NASHVILLE, Tenn. (TSU News Service) – Allison Bowen and Aysha Mack are coming to Tennessee State University this fall. The two academic standouts from Brewbaker Tech in Montgomery, Alabama, have been best friends and school mates from kindergarten through high school. They decided to stay together and go to the same college after high school but didn’t know where – until they visited TSU.
The two best friends and their moms, along with 400 other students and their parents, recently attended Admitted Student Day at TSU, where students who had applied, been admitted but had not committed, got a chance to learn about programs and offerings, as well as hear information about the value in attending the institution.
“I am committed, and I am sure Aysha is, too,” said Bowen, whose older sister, a former Tigerbelle, graduated from TSU two years ago. “I like the things they talked about, like student activities, building character and great family atmosphere. That helped me to decide this is where I want to be.” Bowen will major in interior design.
Mack, who agreed with her friend about committing to TSU, said it is an opportunity to further solidify their bond.
“They said a lot of things that really caught my eye and made me want to come to TSU,” said Mack, who will major in nursing. “I am prepared to be here with my friend. I think that the bond that we have will help us to continue to motivate each other in college and through life to be successful.”
Bowen and Mack are not alone. They are among many who declared their intention to become Tigers in the Land of Golden Sunshine. TSU officials were on hand to welcome them and to remind others about the opportunities a TSU education offers, such as a great learning environment, career readiness, developing leadership skills, building lifelong relationships, and many others.
“Congratulations on being admitted to Tennessee State University. You are just a few steps away from becoming TSU students,” said Terrance Izzard, associate vice president of Enrollment Management and Student Success. “As an enrollment officer, I want you to know that the value of what you get from coming to TSU is huge; it’s beyond a piece of paper. It is a life-transforming experience that will get you career opportunities and upward mobility for you and your families, as well as allow you to discover who you really are.”
With Tasha Carson, assistant vice president of First Year Students, moderating different panels, presenters and program coordinators spoke about their own experiences as students and administrators, as well as answered questions on issues from how to present letters of intent to commit, to financial aid.
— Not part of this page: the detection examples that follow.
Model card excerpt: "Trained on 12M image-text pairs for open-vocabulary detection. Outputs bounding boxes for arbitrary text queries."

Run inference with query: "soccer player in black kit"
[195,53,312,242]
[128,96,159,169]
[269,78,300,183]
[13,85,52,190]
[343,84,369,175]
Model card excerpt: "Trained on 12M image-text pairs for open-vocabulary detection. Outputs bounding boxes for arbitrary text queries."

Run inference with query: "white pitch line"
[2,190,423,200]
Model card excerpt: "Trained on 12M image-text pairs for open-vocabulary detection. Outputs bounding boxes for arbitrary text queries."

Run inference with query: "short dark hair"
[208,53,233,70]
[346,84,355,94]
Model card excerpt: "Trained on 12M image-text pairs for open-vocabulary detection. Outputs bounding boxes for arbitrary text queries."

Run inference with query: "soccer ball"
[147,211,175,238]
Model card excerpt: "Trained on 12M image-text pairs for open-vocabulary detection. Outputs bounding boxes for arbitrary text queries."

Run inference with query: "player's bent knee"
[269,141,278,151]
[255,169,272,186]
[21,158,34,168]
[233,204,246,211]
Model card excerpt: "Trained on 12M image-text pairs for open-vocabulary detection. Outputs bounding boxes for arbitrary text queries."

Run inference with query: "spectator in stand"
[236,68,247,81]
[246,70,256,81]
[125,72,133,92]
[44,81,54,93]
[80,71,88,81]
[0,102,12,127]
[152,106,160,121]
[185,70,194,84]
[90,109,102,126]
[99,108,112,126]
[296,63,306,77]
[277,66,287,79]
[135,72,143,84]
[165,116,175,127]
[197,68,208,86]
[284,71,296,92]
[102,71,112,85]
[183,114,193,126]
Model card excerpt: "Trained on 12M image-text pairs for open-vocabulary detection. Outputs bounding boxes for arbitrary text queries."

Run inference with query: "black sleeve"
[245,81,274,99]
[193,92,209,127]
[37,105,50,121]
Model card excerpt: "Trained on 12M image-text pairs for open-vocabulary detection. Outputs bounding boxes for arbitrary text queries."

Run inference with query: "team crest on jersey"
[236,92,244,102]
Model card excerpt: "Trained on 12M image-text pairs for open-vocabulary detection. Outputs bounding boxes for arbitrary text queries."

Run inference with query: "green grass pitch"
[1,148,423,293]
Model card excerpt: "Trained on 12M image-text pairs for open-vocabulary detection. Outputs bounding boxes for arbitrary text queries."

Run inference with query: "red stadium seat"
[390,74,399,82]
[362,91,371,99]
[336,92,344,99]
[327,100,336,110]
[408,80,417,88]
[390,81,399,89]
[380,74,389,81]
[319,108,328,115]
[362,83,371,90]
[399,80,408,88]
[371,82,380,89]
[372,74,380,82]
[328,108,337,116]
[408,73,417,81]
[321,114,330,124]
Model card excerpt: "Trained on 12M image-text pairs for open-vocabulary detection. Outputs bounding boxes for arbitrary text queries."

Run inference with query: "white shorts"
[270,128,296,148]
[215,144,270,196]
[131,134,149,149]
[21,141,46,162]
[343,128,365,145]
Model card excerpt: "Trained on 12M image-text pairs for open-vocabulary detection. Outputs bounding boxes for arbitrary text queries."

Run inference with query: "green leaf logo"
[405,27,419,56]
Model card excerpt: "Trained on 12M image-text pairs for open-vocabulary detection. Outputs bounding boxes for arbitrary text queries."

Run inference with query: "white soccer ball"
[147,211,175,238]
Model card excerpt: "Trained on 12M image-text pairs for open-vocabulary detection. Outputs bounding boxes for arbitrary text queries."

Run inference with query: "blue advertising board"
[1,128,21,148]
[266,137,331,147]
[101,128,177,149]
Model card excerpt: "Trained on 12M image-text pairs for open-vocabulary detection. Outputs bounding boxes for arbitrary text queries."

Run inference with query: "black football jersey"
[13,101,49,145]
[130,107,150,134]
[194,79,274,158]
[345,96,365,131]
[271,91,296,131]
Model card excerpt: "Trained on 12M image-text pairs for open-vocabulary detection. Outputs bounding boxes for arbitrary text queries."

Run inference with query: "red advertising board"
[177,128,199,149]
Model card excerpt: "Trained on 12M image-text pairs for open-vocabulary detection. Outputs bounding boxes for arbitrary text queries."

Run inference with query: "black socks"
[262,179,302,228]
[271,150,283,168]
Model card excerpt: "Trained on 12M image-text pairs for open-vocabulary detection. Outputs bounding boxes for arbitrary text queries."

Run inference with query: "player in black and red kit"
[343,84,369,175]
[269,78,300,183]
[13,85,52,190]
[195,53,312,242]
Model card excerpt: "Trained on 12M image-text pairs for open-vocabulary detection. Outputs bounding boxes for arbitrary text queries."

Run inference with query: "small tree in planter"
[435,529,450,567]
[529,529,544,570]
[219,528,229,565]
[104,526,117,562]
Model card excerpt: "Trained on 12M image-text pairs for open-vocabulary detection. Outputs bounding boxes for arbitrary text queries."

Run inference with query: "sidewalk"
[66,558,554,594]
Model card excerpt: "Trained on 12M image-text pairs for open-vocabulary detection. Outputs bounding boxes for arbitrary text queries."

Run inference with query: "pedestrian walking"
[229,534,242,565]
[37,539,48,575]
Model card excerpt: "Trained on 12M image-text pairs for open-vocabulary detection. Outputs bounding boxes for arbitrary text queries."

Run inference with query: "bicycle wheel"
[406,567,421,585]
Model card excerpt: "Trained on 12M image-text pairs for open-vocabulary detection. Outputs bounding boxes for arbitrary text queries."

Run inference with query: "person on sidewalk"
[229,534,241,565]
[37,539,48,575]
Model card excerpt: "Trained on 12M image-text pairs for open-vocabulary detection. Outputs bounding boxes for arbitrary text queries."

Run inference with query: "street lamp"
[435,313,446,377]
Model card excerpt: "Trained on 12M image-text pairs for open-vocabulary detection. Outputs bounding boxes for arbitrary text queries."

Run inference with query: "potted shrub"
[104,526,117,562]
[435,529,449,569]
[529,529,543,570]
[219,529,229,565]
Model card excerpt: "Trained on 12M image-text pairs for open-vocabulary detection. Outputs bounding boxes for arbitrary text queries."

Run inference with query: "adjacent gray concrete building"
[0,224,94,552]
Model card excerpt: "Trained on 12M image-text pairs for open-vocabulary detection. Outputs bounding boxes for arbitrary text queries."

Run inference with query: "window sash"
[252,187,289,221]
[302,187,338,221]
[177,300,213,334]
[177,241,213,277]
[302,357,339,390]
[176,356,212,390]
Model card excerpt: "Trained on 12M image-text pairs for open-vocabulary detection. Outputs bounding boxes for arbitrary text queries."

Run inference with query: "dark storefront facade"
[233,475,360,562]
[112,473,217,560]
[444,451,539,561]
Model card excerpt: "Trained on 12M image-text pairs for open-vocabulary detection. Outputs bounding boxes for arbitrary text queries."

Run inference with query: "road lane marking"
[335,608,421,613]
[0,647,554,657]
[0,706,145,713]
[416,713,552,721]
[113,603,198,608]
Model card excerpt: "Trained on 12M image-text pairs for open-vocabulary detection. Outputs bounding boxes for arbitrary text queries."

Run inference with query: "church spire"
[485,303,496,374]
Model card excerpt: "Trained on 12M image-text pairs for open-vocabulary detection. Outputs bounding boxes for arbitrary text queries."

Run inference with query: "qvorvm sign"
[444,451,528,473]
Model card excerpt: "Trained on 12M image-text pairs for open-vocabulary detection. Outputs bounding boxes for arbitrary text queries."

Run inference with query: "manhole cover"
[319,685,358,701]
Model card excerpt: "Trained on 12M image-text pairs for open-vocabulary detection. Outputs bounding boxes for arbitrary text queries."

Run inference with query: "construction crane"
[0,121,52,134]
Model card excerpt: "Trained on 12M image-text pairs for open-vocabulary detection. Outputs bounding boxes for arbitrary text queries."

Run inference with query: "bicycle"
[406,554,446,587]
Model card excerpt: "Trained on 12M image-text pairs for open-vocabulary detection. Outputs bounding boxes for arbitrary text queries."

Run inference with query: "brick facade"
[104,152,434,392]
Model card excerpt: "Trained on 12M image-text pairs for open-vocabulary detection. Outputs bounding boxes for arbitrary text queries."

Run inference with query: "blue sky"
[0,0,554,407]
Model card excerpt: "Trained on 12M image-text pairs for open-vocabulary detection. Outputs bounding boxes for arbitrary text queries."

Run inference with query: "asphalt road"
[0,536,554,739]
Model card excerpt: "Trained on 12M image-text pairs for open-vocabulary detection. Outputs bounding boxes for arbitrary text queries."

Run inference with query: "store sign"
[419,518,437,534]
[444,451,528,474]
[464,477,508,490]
Greeks and other student organizations also spoke about student life on campus and how it has shaped them.
Elliott London, a graduating senior from Sumner Academy of Arts and Science in Kansas City, Kansas, who applied to more than 70 HBCUs, was impressed. He is coming to TSU.
“TSU has my major, a highly rated biology program, and I want to minor in music, and they have that too, plus all that I heard today, I am committed,” London said.
Caleah Childress, of Carnahan High School in St. Louis, who wants to major in nursing, came with her mom, grandmother and cousin, a TSU graduate. She is also committed. With a long history of TSU graduates in her family, Caleah’s mom, Tiffany Childress, said her daughter’s decision to come to TSU “was almost certain.”
“I love it that she is coming to TSU,” Tiffany Childress said. “She had nine acceptance letters. So, I told her I think she would benefit the most by coming to TSU. Her great aunt graduated from here and she tried to recruit everybody under her in the family to go to TSU. Her cousins graduated from here and they are all very successful people.”
Aliyah Holmes, vice president of Student Government Association, encouraged the admitted students to take seriously all the information they received.
“If they take it serious they will be successful here at Tennessee State University,” Holmes said. “Know that whenever you get here, this will be your home, this will be your life, this will be the school that will take care of you and nurture you to be the best you want to be in the future.”
Shaquille Dillon, executive director of enrollment services, is the coordinator of the Admitted Student Day program. He said four of the events are held each year with the “goal of getting you from admitted students to committed students.”
“We are very intentional about Admitted Student Day so that parents know what’s their next step to get their students from admit to commit,” Dillon said.
In addition to student organizations and representatives, panelists included Frank Stevenson, associate vice president of Student Affairs and Dean of Students; Dr. Johnny Smith, assistant vice president of Academic Affairs; Dr. Coreen Jackson, dean of the Honors College; and Lalita Hodges, coordinator of the Dr. Levi Watkins, Jr. Institute.